Two other women sitting in our row had purchased tickets because of the good buzz they’d heard about the program, although they freely admitted they really didn’t know much about contemporary ballet. After each of the first two works on the bill they asked the Dance Fan and me to share our thoughts on what we’d seen, which we did. But Dance Fan and I were both more excited about seeing the Pite work, and I worried we over-hyped it.

PNB soloist Amanda Morgan, center, with company dancers in The Season's Canon
photo @ Angela Sterling

As the lights went down, and the PNB orchestra began to play the re-imagined version of Vivaldi’s classic The Four Seasons, featuring Michael Jinsoo Lim on violin, I truly shivered with excitement. Dance Fan had purchased a pair of opera glasses, which she trained intently on the stage. 

I can't really describe what it's like to watch 50+ dancers undulate in unison, or flick their heads in careful syncopation. They were like depictions of atoms moving in concert, greater together than individually, although there were some stand out featured performances. You've probably seen a sports stadium full of people doing the wave; this was a little bit like that but SO MUCH BETTER!

30 minutes later, the ballet ended and, along with most of the audience, Dance Fan and I leapt to our feet, clapping and cheering (me), and wishing we could have another 30 minutes. It was, indeed, as magical as we'd remembered. One of the women down the row leaned over to tell me The Seasons' Canon brought tears in her eyes. “I’ve never cried at a dance performance before,” she confessed.

Crystal Pite’s work in general, and The Seasons' Canon in particular, casts powerful spells. You don't need to be a dance expert, or even a regular ballet-goer, to appreciate her work.
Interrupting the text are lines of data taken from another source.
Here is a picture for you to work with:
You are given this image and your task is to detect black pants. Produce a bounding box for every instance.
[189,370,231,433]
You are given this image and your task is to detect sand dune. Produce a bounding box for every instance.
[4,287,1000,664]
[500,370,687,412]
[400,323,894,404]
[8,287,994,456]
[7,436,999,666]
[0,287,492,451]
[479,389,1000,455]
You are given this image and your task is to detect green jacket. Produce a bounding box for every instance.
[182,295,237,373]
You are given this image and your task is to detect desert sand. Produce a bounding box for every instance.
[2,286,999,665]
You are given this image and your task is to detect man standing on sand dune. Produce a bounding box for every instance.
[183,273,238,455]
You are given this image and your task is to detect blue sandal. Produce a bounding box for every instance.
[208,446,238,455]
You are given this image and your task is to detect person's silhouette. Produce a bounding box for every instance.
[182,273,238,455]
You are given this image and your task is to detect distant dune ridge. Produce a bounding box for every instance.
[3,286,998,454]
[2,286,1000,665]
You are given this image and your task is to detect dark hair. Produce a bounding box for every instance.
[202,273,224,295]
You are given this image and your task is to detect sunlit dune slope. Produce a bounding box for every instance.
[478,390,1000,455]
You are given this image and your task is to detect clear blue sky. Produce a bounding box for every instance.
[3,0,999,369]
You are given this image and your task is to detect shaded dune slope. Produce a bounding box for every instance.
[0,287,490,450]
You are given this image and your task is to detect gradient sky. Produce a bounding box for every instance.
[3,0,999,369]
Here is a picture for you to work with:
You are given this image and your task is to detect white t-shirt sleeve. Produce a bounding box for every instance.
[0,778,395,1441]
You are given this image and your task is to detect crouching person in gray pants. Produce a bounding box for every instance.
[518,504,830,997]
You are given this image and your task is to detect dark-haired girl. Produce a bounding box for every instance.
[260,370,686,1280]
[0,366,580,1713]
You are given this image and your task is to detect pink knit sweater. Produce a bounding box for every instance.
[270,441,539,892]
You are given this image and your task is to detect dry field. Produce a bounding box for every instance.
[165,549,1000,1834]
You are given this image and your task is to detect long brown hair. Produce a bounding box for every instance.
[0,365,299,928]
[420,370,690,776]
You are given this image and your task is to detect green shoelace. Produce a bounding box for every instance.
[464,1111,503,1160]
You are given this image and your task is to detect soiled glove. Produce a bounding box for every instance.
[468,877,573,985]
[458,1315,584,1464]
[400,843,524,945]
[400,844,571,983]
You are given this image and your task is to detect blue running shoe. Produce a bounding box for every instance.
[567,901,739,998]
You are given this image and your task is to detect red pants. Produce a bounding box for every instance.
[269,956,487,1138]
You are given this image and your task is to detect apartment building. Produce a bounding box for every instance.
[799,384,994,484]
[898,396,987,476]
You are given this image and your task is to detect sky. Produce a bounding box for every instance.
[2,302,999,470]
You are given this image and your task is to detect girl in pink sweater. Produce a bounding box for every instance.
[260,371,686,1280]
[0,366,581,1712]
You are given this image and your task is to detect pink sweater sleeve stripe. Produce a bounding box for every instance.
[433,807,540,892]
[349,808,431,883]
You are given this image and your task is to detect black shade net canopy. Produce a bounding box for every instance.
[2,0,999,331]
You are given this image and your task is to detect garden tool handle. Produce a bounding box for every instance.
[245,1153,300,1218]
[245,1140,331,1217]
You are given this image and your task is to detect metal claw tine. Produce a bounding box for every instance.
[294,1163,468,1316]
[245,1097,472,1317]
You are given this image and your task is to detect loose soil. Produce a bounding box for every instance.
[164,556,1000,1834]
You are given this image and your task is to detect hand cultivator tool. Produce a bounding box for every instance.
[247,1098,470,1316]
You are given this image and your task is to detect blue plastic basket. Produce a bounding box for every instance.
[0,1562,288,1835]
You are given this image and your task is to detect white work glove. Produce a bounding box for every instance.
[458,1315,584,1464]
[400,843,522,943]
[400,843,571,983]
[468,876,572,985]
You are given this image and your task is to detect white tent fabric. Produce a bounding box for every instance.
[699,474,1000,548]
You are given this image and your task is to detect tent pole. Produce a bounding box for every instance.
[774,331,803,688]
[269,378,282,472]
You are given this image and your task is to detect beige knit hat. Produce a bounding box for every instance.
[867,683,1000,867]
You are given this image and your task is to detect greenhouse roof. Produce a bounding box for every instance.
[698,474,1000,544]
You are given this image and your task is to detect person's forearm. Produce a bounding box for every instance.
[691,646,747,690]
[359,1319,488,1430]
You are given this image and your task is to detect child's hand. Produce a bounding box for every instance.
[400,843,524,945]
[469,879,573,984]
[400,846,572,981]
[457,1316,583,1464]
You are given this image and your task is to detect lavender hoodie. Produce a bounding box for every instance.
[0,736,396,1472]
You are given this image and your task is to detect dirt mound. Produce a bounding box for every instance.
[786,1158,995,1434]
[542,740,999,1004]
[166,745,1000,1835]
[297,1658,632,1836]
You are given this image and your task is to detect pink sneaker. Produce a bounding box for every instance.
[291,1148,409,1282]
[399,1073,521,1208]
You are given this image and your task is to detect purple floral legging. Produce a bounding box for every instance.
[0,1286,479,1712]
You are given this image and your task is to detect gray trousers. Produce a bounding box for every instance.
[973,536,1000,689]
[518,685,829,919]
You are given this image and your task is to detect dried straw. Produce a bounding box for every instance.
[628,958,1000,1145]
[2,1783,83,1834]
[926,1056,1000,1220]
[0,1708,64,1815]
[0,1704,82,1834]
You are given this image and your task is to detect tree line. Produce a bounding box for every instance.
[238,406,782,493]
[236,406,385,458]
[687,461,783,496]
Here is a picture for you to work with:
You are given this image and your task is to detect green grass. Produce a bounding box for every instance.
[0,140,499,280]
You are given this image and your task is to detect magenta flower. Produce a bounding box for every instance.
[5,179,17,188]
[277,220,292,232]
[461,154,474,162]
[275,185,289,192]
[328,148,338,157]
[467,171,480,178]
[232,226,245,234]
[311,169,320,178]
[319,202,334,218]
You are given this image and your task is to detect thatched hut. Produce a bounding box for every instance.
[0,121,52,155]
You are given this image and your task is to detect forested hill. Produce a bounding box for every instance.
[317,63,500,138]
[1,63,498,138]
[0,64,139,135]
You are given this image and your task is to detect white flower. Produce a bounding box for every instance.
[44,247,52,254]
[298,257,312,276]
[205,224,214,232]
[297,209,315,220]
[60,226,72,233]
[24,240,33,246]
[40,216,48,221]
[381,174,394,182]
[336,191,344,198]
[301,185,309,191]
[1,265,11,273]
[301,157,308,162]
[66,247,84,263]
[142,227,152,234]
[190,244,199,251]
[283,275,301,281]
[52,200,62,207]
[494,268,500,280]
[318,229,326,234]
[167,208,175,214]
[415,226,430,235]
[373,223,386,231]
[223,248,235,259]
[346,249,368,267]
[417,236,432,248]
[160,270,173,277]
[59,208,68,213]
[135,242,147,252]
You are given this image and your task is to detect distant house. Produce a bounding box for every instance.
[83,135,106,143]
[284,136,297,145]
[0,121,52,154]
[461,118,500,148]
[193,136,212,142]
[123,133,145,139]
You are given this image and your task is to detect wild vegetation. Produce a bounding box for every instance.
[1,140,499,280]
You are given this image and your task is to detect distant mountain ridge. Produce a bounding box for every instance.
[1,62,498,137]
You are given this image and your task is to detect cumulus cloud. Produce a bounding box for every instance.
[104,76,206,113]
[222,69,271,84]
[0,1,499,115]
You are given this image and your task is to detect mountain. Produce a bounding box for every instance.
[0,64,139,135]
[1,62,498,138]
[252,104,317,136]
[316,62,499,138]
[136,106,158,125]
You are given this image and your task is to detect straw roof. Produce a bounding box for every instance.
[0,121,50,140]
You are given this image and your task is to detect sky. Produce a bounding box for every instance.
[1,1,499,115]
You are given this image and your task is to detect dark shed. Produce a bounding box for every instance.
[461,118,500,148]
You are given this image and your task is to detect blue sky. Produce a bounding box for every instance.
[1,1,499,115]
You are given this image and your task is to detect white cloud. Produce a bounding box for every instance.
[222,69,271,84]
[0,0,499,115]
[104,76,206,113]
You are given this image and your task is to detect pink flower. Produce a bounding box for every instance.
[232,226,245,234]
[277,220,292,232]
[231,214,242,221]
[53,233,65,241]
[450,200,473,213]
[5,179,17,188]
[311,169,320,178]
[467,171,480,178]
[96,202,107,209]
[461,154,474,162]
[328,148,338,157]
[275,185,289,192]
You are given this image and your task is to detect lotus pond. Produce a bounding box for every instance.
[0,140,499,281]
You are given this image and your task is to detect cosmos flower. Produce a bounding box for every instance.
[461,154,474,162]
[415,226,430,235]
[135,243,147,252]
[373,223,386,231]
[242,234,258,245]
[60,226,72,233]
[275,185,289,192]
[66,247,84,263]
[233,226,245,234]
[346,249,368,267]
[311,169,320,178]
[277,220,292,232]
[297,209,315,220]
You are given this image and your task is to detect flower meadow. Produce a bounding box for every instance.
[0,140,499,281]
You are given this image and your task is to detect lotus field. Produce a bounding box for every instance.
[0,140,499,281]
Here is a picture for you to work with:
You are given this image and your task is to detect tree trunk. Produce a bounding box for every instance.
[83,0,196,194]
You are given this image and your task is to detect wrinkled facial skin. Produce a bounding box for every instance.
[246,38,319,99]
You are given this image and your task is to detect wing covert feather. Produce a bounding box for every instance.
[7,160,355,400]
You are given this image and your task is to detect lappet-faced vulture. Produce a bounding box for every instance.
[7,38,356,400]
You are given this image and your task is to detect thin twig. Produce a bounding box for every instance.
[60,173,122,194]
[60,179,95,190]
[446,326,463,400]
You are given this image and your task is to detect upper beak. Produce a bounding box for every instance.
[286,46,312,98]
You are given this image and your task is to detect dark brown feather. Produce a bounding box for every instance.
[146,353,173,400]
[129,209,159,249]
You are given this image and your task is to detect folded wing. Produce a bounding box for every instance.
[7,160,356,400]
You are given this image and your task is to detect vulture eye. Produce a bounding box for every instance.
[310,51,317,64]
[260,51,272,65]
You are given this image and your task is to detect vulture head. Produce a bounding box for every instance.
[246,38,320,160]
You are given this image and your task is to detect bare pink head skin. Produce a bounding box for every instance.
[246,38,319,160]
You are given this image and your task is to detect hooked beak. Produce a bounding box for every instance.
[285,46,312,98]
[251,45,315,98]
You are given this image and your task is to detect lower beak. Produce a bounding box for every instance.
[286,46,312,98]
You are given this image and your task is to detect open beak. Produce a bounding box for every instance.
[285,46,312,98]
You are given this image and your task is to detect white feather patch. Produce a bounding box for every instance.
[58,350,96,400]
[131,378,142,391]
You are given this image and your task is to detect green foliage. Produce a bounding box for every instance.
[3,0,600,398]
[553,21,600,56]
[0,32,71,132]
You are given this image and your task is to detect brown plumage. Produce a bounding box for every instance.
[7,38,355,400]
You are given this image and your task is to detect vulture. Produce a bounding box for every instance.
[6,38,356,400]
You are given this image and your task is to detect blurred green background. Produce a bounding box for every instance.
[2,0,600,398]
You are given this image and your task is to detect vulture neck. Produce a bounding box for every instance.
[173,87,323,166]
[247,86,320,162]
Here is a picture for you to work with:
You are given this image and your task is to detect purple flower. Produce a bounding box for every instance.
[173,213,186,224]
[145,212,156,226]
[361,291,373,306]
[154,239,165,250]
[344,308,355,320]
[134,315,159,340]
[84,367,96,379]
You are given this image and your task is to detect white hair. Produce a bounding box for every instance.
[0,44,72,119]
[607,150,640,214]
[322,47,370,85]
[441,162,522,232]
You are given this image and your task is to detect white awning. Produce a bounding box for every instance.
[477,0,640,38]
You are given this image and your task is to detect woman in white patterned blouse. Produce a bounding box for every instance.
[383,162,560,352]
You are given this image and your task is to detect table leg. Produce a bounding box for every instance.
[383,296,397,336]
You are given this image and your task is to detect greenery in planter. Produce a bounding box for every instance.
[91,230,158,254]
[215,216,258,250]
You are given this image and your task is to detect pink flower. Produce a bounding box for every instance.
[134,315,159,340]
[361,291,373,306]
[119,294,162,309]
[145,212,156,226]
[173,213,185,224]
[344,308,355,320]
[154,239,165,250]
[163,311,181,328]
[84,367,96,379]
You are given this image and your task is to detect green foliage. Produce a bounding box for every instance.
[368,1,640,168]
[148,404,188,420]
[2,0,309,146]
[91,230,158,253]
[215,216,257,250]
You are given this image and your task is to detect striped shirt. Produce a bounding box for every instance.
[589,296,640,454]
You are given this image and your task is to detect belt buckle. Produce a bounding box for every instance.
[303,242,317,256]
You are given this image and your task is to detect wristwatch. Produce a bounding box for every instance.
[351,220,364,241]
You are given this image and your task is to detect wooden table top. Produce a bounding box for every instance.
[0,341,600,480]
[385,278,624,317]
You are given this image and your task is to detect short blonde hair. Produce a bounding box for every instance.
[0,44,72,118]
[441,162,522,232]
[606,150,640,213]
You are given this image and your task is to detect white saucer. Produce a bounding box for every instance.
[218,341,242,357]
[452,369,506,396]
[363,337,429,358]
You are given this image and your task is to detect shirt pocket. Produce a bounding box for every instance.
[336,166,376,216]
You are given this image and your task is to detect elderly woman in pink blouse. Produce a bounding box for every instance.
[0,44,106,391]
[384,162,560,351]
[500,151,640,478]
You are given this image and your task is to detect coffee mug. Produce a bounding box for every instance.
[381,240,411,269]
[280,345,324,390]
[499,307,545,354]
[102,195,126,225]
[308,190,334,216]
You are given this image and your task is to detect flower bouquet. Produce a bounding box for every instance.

A former UW art professor who attended the show on my recommendation described Pite's choreography as living sculpture and that's true, although rarely does anybody stand still. 

Pite's dancers coalesce like kaleidoscopic colored glass bits into an ever-changing gallery of unearthly images, framed by an amazing backdrop that also is continually in motion. The result is a work of ineffable beauty; fleeting, but indelibly etched in my memory.

This morning, as I sat down to write about this work, I was reminded of something Gustav Flaubert wrote in his novel Madame Bovary.

“The truth is that fullness of soul can sometimes overflow in utter vapidity of language…[H]uman speech is like a cracked kettle on which we tap out crude rhythms for bears to dance to, while we long to make music that will melt the stars.”

My words here are crude; Crystal Pite’s art truly does melt the stars.